The ecology of practices takes the form of the continuous emergence of new practices stemming from the already existing ones and continuous disappearance of other practices. This phenomenon seems to have been strongly reinforced since the advent of electronic media’s instantaneous communication. The onset of these numerous practices implies in each case, as noted by Isabelle Stengers, the “production of values, (…) the proposal of new modes of evaluation, of new meanings ».4In the perspectives of the ecology of practices, the issue is not to think anymore that these values, evaluations and meanings should replace the old ones in the name of a truth that one would have finally discovered, but that they “are about the production of new relations that are added to a situation already produced by a multiplicity of relations ».5 The extraordinary multiplicity of practices that emerge and disappear, through the very varied content of the meanings they express, results in a calling into question of normalization processes that led to universally recognized truths imposed on all. To ideas, the source of imposed “undeniable facts”, is opposed the resistance of practices that confront the instability of realities, and their values relative to contexts.
Consequently, the idea of ecology of practices is not only about the contents of the works or of artistic approaches in relation to sound ecology: that is on the one hand the issues relative to sound pollution in our societies, and on the other hand the enhancement of diversified sound environments. The ecology of practices involves a complex ensemble that gravitates around notions of interaction between human beings, and between human and non-human beings, in particular with inert objects and technologies.
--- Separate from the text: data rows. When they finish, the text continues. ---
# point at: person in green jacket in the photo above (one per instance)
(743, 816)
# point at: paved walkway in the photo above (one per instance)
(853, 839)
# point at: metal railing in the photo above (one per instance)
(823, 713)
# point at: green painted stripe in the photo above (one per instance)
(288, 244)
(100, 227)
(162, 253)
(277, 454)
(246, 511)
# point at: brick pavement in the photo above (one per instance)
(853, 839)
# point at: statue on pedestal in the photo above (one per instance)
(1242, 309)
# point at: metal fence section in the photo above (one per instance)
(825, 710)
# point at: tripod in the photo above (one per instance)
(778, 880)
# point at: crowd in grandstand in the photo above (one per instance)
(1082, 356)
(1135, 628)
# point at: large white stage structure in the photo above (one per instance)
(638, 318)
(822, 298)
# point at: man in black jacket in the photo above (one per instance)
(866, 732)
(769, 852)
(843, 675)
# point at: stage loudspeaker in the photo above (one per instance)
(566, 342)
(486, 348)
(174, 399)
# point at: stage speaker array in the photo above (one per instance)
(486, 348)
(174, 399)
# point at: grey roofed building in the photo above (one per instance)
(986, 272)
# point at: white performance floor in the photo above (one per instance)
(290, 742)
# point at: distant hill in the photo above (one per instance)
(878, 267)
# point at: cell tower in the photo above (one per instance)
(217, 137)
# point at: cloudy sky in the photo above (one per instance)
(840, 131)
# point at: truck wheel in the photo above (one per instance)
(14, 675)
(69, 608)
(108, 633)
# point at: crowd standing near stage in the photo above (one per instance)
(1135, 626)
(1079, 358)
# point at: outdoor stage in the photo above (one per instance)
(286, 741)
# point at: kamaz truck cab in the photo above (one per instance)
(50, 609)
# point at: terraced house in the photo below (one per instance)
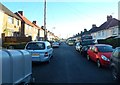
(109, 28)
(10, 23)
(27, 27)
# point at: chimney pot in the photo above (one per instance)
(34, 22)
(109, 17)
(21, 12)
(94, 25)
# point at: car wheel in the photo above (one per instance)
(98, 63)
(88, 57)
(114, 73)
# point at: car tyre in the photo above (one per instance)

In this context artistic practices are confronted, like any other practices, with difficult dilemmas having to do for example with issues such as data hacking, respect of author’s rights, advertising power of the media, cultural industries economy and the funding of alternative practices, free or paid access to information, facilitated access to learning (notably about specialized techniques) and to critical thought, access to employment, in short anything that contributes to influence the environment, its unstable and uncertain future, and the beings living in it.
1. Isabelle Stengers, Cosmopolitics I, Bononno, R (trans.), Minneapolis: University of Minnesota Press (2010).
2. Isabelle Stengers : « Inventer une écologie des pratiques » www.larecherche.fr/savoirs/autre/isabelle-stengers-inventer-ecologie-pratiques-01-04-1997-69210
3. Ibid., p. 59.
4. Cosmopolitics I, op. cit., p. 32.